The `oonta` command provides the `--opt, -O`, `--compile / -c` and `--exec /
-e` options to optimize the generated IR, compile the generated IR to an object
code and executable, respectively. Internally, `oonta` will invoke the
following commands:

```sh
# with --opt
opt -S -O3 -o <.ll file> <.ll file>
# with --compile
llc -O3 -relocation-model=pic --filetype=obj -o <output> <.ll file>
# with --exec
clang -o <output> <.o file> -loonta_runtime
```
On Ubuntu, install the `llvm` package to make those commands available.

```sh
sudo apt install llvm
```
> [!NOTE]
> I will be working on my own LLVM backend as part of my compiler learning
> journey! ✨

> [!WARNING]
> The generated IR uses [opaque
> pointers](https://llvm.org/docs/OpaquePointers.html).

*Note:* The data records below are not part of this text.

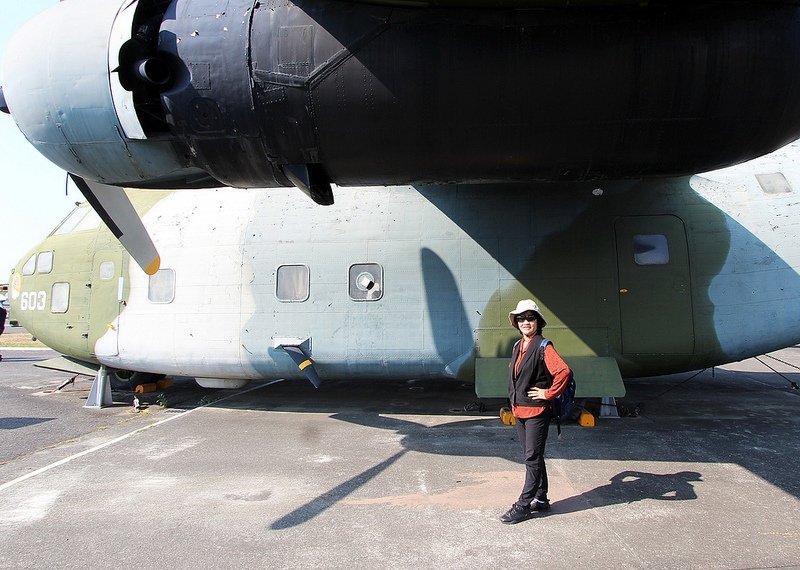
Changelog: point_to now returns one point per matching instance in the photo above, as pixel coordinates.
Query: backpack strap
(545, 342)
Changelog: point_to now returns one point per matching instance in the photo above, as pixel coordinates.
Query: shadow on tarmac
(719, 417)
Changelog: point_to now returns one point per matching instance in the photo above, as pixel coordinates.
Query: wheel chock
(586, 419)
(507, 417)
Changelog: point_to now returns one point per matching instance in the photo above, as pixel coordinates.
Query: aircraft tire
(129, 379)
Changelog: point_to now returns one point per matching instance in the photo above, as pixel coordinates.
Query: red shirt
(557, 368)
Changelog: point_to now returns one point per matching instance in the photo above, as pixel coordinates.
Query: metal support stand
(608, 407)
(100, 392)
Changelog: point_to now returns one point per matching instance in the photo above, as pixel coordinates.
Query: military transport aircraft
(635, 278)
(243, 93)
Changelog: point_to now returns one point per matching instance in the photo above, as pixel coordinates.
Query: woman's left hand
(536, 393)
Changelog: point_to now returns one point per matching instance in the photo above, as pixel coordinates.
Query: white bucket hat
(524, 306)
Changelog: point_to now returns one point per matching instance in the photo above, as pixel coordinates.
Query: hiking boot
(540, 505)
(516, 514)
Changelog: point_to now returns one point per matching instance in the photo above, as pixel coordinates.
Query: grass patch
(19, 340)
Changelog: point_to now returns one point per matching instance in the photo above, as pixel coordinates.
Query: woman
(536, 375)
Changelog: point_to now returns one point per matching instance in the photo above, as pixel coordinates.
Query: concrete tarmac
(398, 475)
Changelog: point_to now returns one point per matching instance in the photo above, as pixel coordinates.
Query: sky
(32, 195)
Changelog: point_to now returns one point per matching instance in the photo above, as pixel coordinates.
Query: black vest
(532, 373)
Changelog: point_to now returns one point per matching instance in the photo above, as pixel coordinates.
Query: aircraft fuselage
(660, 276)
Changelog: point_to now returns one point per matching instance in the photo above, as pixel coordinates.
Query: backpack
(562, 404)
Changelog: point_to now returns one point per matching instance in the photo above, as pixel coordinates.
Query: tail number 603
(32, 300)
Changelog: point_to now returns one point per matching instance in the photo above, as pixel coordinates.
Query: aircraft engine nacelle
(190, 93)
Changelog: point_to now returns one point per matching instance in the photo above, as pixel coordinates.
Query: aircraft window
(366, 282)
(650, 249)
(30, 266)
(161, 288)
(292, 283)
(45, 262)
(774, 183)
(59, 299)
(107, 270)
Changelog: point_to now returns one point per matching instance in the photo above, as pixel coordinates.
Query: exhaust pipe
(153, 70)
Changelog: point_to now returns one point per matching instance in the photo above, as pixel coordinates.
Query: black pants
(532, 434)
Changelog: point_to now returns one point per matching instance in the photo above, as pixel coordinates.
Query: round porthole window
(366, 282)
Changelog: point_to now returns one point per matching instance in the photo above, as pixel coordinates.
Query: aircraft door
(105, 302)
(655, 297)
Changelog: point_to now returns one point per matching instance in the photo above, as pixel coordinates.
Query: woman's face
(527, 323)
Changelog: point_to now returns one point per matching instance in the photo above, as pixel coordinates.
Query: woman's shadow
(630, 486)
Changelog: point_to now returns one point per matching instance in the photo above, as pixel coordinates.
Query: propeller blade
(304, 363)
(116, 210)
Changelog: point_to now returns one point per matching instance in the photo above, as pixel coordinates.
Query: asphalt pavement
(703, 474)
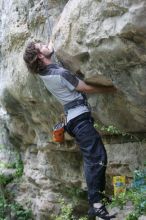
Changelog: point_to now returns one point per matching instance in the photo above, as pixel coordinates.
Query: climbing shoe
(100, 212)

If your LLVM version is
> older than version 15, the `--compile` / `--exec` options might not work.

Additionally, with `--exec`, you need the *Oonta runtime library*:
`liboonta_runtime.a`. If you're running an x64 linux machine, you can obtain
the static library from the [release page]. If not, you would need to build the
runtime from source by following the guide [below](#building-from-source).

> [!NOTE]
> Currently the runtime only provides allocation requests using *bump
> allocation*. Garbage collection service is not yet available.

## User Guide

```sh
oonta --help
```
## Feature Highlights

### Debug compile phases

Use the `--verbose / -v` option to debug each compile phase.

```sh
cat << EOF > main.ml
let rec factorial x = if x <= 1 then 1 else x * factorial (x - 1)
let () = print_int (factorial 5)
EOF
oonta --exec -v main.ml
```

```text
=> Lexing & Parsing Start
=> Lexing & Parsing End (1 ms)
=> Build AST Start
factorial = 
FunExpr
├─▸ parameters: [x]
├─▸ captures: []
├─▸ recursive: yes
└─▸ body:
    CondExpr
    ├─▸ condition:
    │   BinOpExpr
    │   ├─▸ operator: <=
    │   ├─▸ lhs:
    │   │   VarExpr ("x")
    │   └─▸ rhs:
    │       LiteralExpr (1)
    ├─▸ then expr:
    │   LiteralExpr (1)
    └─▸ else expr:
        BinOpExpr
        ├─▸ operator: *
        ├─▸ lhs:
        │   VarExpr ("x")
        └─▸ rhs:
            ApplicationExpr
            ├─▸ function:
            │   VarExpr ("factorial")
            └─▸ binds:
                └─▸ (0)
                    BinOpExpr
                    ├─▸ operator: -
                    ├─▸ lhs:
                    │   VarExpr ("x")
                    └─▸ rhs:
                        LiteralExpr (1)

() = 
ApplicationExpr
├─▸ function:
│   VarExpr ("print_int")
└─▸ binds:
    └─▸ (0)
        ApplicationExpr
        ├─▸ function:
        │   VarExpr ("factorial")
        └─▸ binds:
            └─▸ (0)
                LiteralExpr (5)

=> Build AST End (0 ms)
=> Resolve types Start
Top level bindings:
factorial: (int -> int)
=> Resolve types End (0 ms)
=> Transform application expressions Start
=> Transform application expressions End (0 ms)
=> Build LLVM module Start
=> Build LLVM module End (0 ms)
=> Write LLVM module Start
=> Write LLVM module End (1 ms)
=> LLVM backend Start
=> LLVM backend End (117 ms)
```

### Error reporting

```text
Line   1|let x = foo 3
                 ^--
Error: cannot infer expression type: Unbound value foo
```
```text
Line   1|let rec f x = f
                       ^
Error: cannot infer expression type: Cannot unify 'b with ('a -> 'b)
```
```text
Line   1|let () = 1 + 2
                  ^----
Error: cannot bind expression of type int to ()
```

## Building from source

1. Install C++ build dependencies

```
sudo apt install build-essential cmake
```
2. Install `cargo` tool:

```sh
curl --proto '=https' --tlsv1.2 -sSf https://sh.rustup.rs | sh
```
3. Clone repository.

```sh
git clone https://github.com/fuad1502/oonta.git
```
4. Build `liboonta_runtime.a`

```
cmake -S runtime -B build -DCMAKE_BUILD_TYPE=Release
cmake --build build
```
5. Install `liboonta_runtime.a`

```
sudo cmake --install build
```
6. Build `oonta`.

```sh
cargo build
cargo test
```
## Why is it called Oonta?

*Oonta*, is based on the Indonesian word *unta*, which translates to "camel".